What is the Earth’s core made of? Simply explained

by Michaela

What the Earth’s core is made of – spherical layers. Inside are the heavy materials, further out are the lighter materials. But there are other material compositions and it is also interesting to know how the researchers know the structure.

What the Earth’s core is made of

The Earth’s core is about 3,480 km in diameter and consists of two layers: The inner core and the outer core.

  • The outer core is about 2,260 kilometres in diameter and about 5,000 degrees hot. It consists of 90 per cent liquid metal, iron and nickel to be precise.
  • The inner core has a diameter of about 1,220 kilometres. It is about 6,000 degrees hot and also consists of 90 per cent iron and nickel, which is solid rather than liquid.
  • The reason for this is the pressure of the other layers of the earth, which weigh on the inner core and compress it so much that its material cannot liquefy.
  • What the remaining ten per cent of the Earth’s core is made of has not yet been definitively determined. However, based on the research of a Japanese research team, science suspects that the third element could be silicon.
  • French research, on the other hand, suggests that the third element could be oxygen.

How researchers know the structure

Due to the extreme conditions, it is not possible to penetrate the interior of the earth. The deepest borehole is only 12 kilometres long and barely reaches the border of the Earth’s upper mantle. Nevertheless, there are reliable scientific findings about the structure and material composition of the Earth’s interior.

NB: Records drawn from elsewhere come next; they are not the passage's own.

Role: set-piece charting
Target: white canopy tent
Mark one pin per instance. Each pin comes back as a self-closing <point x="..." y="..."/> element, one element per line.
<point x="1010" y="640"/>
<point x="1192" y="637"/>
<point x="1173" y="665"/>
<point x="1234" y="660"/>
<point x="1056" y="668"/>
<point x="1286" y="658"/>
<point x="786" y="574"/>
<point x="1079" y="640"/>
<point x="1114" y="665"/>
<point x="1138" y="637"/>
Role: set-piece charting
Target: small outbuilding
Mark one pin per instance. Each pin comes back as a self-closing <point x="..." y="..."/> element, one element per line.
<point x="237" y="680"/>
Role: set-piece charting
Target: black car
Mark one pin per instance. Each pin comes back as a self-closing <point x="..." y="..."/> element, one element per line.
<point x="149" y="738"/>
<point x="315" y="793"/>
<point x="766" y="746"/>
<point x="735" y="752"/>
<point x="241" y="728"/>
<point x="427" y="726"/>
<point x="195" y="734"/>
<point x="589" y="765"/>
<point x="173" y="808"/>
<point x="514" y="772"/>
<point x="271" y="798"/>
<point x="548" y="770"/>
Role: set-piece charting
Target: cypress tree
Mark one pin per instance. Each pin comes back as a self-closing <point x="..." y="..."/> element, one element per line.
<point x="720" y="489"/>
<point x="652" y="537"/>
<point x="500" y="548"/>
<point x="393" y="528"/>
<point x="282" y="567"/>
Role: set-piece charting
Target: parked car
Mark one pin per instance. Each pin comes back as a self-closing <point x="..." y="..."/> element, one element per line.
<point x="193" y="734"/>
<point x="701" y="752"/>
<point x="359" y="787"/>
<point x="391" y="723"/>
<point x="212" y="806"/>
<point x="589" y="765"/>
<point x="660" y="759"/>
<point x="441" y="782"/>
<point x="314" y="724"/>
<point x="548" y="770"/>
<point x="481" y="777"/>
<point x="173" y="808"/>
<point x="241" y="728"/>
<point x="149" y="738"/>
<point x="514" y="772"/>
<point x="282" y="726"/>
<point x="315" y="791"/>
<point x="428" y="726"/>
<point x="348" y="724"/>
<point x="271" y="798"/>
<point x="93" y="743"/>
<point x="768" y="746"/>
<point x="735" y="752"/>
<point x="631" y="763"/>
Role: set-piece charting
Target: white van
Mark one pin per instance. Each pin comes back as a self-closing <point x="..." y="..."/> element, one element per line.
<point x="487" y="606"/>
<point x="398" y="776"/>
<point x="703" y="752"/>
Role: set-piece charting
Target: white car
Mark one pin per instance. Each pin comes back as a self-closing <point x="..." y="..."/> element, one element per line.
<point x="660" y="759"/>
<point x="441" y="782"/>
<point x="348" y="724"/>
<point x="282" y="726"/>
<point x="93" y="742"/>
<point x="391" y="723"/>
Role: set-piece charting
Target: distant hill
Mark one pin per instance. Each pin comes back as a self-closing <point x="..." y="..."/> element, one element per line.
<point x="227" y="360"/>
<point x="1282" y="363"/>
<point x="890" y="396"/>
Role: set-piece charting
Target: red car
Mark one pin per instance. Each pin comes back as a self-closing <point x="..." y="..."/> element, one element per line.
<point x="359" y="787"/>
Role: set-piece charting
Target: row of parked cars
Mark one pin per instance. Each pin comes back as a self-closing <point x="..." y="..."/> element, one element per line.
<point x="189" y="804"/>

  • The research basis for this is earthquakes.
  • Seismographs, devices that can register earthquake waves, are located at various locations all over the earth’s surface.
  • The registered waves have previously passed through the different layers of the earth and accordingly carry information about these layers.
  • Thanks to this information, we now know that the Earth has a two-layer core, a two-layer mantle and a crust.